Do you mean you get a byte[] when you call .getObject() on a ResultSet containing them, or something else?
[25 May 2007 15:10] Bambarbia Kirkudu
"BLOB columns are treated as binary strings (byte strings)." - quote from documentation at http://dev.mysql.com/doc/refman/5.1/en/blob.html

I tried to say the same, "please be more specific, I can't understand". What is "byte strings"?

"BLOB  columns have no character set, and sorting and comparison are based on the numeric values of the bytes in column values."

And again, why do we have BLOB and TEXT on a same page, why do we need to sort BLOBs? to compare BLOBs (limiting to 767 bytes with InnoDB)? 

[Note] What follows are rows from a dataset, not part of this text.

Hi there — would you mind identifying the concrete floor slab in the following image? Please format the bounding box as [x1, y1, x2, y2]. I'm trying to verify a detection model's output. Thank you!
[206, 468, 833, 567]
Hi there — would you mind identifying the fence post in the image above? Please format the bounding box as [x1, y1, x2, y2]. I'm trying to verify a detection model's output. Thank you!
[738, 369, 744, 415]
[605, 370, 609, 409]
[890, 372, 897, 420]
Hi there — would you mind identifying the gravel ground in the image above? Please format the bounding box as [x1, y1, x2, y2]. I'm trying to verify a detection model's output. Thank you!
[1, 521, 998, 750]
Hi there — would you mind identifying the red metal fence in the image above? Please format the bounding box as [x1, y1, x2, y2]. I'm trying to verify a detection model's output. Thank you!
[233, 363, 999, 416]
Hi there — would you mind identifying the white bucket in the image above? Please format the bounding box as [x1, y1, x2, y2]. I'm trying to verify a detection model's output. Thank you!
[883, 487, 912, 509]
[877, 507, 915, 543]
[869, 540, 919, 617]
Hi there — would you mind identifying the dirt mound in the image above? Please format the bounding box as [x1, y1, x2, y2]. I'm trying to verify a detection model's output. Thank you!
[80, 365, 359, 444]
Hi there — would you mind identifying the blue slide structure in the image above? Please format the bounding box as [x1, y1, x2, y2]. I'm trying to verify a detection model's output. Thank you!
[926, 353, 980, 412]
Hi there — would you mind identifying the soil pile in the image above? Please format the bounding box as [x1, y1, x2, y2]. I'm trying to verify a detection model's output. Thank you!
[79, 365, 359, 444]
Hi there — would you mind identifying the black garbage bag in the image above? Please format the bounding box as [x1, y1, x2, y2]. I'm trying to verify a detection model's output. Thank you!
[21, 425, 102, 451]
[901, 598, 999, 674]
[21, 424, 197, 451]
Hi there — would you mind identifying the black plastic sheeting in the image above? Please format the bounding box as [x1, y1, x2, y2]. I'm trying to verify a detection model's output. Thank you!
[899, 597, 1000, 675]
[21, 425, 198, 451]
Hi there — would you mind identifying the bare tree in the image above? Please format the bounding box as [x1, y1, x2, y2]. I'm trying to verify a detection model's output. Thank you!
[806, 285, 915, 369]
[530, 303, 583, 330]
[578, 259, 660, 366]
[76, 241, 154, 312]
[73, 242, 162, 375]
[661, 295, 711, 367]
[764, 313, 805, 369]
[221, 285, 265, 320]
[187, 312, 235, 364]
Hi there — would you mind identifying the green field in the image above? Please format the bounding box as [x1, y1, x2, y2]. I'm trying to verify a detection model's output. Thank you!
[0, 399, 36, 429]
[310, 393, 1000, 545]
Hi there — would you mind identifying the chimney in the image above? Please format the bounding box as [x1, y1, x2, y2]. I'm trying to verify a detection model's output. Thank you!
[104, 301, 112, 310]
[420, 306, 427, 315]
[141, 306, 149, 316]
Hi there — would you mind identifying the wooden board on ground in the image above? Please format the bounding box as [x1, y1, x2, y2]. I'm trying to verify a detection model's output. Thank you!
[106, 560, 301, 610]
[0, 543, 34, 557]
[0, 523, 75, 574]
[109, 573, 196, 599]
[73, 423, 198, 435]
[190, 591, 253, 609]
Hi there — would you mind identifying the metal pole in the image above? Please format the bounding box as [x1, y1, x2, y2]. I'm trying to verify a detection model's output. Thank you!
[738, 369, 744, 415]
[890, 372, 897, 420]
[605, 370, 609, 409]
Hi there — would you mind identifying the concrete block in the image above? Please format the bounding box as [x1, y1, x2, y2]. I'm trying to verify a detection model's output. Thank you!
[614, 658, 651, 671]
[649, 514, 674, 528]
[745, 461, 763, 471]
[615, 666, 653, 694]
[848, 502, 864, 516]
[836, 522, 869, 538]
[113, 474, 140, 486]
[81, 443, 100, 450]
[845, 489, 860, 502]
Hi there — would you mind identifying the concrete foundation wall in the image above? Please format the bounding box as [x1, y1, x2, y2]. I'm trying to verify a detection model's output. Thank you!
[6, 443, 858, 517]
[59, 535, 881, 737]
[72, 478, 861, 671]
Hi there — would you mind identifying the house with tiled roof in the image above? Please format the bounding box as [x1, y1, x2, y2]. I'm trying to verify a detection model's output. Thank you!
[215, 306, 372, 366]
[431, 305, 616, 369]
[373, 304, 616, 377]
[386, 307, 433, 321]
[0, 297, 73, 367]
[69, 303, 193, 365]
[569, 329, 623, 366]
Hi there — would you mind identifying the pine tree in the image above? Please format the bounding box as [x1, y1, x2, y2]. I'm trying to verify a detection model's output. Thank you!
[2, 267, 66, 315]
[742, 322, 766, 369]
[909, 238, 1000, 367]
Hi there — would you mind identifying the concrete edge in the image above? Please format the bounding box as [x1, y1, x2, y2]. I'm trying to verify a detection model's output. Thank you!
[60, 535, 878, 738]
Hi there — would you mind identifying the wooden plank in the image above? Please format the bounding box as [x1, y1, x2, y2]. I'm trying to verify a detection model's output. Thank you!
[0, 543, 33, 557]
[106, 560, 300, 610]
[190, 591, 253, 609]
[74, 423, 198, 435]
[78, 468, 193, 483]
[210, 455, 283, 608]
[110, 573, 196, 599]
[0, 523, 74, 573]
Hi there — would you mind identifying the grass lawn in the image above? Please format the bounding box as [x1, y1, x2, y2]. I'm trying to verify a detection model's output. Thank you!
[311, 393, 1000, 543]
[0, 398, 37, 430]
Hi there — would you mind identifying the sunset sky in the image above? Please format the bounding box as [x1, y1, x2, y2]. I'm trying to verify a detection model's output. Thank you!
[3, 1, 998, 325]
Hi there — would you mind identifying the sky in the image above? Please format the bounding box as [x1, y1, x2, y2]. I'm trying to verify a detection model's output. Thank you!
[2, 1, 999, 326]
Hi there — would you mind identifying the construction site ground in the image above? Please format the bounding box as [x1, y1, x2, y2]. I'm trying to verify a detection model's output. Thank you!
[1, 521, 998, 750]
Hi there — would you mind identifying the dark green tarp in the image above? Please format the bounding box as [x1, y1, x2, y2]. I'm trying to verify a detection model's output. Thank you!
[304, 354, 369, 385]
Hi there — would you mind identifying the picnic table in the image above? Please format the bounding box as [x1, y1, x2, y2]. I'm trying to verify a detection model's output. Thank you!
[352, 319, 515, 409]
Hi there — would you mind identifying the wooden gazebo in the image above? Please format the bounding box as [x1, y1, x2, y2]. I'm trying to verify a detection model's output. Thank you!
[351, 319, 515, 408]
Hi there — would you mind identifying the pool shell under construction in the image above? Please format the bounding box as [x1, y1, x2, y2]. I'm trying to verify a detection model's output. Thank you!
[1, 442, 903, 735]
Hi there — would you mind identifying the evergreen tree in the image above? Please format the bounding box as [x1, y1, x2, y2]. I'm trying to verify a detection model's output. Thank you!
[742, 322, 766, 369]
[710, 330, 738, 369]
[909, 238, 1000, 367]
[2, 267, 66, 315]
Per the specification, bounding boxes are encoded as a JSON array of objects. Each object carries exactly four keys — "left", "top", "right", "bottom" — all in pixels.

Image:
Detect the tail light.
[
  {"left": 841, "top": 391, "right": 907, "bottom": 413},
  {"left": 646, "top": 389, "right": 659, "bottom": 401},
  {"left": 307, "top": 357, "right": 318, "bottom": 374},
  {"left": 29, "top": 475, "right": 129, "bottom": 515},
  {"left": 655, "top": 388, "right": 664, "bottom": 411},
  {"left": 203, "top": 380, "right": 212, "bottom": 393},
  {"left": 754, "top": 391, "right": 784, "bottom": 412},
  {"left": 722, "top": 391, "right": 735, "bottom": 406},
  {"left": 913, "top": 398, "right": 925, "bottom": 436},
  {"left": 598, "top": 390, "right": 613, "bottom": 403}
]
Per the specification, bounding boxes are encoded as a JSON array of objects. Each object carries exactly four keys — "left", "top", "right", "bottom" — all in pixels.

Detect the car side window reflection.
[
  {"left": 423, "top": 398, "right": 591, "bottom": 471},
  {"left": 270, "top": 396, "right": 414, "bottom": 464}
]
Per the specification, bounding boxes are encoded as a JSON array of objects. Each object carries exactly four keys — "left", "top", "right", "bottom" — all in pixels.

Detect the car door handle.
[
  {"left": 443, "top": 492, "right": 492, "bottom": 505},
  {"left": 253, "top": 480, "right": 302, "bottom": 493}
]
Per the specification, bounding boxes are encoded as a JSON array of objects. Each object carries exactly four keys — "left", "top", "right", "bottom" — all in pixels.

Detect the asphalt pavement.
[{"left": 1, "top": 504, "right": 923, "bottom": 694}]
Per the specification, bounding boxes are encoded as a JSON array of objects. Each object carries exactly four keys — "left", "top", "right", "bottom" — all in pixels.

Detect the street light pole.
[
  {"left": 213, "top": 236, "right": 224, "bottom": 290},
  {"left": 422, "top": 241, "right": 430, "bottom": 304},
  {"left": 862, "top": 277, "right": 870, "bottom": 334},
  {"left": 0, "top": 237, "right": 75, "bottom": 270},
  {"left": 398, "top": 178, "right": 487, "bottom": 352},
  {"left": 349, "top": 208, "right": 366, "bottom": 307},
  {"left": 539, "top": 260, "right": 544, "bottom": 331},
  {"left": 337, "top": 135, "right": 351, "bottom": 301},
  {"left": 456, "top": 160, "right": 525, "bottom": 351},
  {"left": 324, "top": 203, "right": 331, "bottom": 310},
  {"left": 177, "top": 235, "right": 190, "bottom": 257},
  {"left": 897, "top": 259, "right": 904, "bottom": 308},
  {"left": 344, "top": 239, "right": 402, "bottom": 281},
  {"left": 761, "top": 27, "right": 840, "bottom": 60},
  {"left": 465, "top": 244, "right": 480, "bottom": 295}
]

"BLOB columns have no character set" - nice.
[25 May 2007 15:50] Mark Matthews
> "BLOB  columns have no character set, and sorting and comparison are based on
> the numeric values of the bytes in column values."

> And again, why do we have BLOB and TEXT on a same page, why do we need to sort
> BLOBs? to compare BLOBs (limiting to 767 bytes with InnoDB)? 

>"BLOB columns have no character set" - nice.

Because they are _binary_ data? It doesn't make logical sense for them to have a character set. Let's say you store a JPEG in a BLOB column (which is often done). What character set should be used? How about a serialized Java object?

If you use _any_ character set, you'll corrupt most binary data, because not all sequences of bytes are valid in any given character set.

I've yet to use a database system where _BLOBs_ have a character set. That's why the whole concept of CLOBS (character large objects, which MySQL calls the "TEXT" type) exist, for example see

http://www.postgresql.org/docs/8.2/interactive/datatype-binary.html
http://msdn2.microsoft.com/en-us/library/ms187993.aspx
http://download-east.oracle.com/docs/cd/B19306_01/server.102/b14200/sql_elements001.htm#st...
(etc, etc)
[22 Oct 2007 15:42] Susanne Ebrecht
Hi all,

as far as I understand this, this is not a bug.

Louis: you mixed ISO encoding with UTF8 encoding. Please make sure, that all your data have the same encoding.

Please try also our new MyODBC connector version 5.1.

Many thanks for using MySQL.

Regards,

Susanne